Adaptive Contextual Biasing for Streaming Speech Recognition
Speech recognition systems have increasingly adopted end-to-end (E2E) frameworks to achieve high accuracy and efficiency. This paper explores an innovative approach to enhancing speech recognition systems' ability to handle rare and personalized words using contextual information. The authors propose an adaptive contextual biasing technique for Transducer models, addressing a key challenge in real-world voice assistant applications: the degradation of recognition performance for common words due to over-biasing towards personalized vocabulary.
The proposed method utilizes a Context-Aware Transformer Transducer (CATT) model, which employs biased encoder and predictor embeddings to predict the occurrence of contextual phrases. A distinctive feature of this method is its ability to dynamically toggle the contextual bias list on and off based on the predicted presence of contextual words, thereby adapting effectively to both personalized and generic speech recognition scenarios.
Key Contributions
- Adaptive Contextual Biasing:
- The paper introduces an Entity Detector (ED) module leveraging multi-head attention to predict contextual phrase occurrences. This facilitates a dynamic adjustment of the bias list, maintaining model adaptability across different recognition contexts.

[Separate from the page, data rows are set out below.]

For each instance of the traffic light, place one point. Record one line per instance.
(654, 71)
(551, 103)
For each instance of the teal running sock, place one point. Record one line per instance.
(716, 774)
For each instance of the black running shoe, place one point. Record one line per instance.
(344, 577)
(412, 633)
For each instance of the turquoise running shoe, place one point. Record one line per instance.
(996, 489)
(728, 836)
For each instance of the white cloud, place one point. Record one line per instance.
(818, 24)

- Mitigation of Common Case Degradation:
- By effectively filtering irrelevant contextual phrases, the approach reduces the negative impact on the recognition accuracy for frequently occurring words.

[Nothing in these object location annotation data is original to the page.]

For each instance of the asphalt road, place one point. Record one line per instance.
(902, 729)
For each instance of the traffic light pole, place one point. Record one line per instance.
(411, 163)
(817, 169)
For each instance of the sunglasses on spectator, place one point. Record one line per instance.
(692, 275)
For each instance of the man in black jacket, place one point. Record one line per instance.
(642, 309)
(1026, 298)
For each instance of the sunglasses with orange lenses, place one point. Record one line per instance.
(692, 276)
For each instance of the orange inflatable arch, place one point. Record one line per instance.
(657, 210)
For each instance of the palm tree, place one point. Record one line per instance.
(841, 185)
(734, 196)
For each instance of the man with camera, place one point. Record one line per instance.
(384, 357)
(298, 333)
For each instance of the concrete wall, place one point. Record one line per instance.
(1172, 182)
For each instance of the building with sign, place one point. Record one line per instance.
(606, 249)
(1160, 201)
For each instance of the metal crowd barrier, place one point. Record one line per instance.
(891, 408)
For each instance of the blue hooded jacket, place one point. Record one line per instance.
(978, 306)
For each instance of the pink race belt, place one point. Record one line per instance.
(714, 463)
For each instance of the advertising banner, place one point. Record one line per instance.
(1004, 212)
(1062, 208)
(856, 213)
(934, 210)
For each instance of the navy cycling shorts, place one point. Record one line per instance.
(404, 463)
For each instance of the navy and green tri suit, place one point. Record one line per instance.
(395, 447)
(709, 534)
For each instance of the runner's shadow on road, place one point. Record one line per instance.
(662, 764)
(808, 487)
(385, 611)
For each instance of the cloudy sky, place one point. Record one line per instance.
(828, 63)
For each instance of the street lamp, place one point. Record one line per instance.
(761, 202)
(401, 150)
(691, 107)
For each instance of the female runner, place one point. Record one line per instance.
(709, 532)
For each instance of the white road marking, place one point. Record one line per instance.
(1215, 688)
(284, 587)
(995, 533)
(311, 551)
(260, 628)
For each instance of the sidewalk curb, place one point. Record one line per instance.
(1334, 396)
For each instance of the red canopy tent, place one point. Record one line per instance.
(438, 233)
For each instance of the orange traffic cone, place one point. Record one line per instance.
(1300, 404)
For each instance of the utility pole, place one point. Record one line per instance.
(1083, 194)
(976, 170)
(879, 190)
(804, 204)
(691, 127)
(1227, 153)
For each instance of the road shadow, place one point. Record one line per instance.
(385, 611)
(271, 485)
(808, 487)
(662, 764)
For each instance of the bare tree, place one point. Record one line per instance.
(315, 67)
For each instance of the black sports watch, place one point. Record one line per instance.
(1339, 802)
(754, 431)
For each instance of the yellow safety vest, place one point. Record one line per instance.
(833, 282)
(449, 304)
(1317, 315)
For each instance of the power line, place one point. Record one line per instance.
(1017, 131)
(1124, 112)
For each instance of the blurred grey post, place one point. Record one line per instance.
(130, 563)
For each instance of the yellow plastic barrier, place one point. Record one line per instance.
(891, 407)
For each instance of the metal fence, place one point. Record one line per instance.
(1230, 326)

- Implementation Variants:
- Two strategies for the ED module are explored: Predictor-based ED (P-ED) and Encoder-Predictor-based ED (EP-ED). These vary mainly in their complexity and reliance on different model outputs (predictor versus encoder).
Experimental Results
Significant improvements are observed in both personalized and common test scenarios using Librispeech and an internal voice assistant dataset. The proposed method achieves:
- Up to 6.7% and 20.7% relative reduction in Word Error Rate (WER) for Librispeech and the voice assistant dataset, respectively.
- Up to 96.7% and 84.9% reduction in WER increase for common cases, demonstrating robust performance by minimizing false alarms associated with recognizing non-entity names.
Practical and Theoretical Implications
The practical implications of this research lie in its potential to improve real-world applicability of speech recognition systems, especially in environments where personalization is key but should not compromise general recognition tasks. Theoretically, this work contributes to the understanding of dynamic biasing in neural network-based ASR, presenting a balance between specificity and generalization.
Future Directions
The paper highlights avenues for further investigation, including the exploration of more sophisticated attention mechanisms within the ED module and the evaluation of the approach across additional languages and dialects. Future work could also delve into the optimization of the bias list and its integration with unsupervised learning techniques to adaptively learn context without predefined lists.
In summary, this paper presents a methodologically sound approach to addressing contextual biasing in speech recognition, demonstrating substantial improvements while maintaining real-time inference capability. This makes it a beneficial advancement for deploying adaptive speech recognition systems in diverse application settings.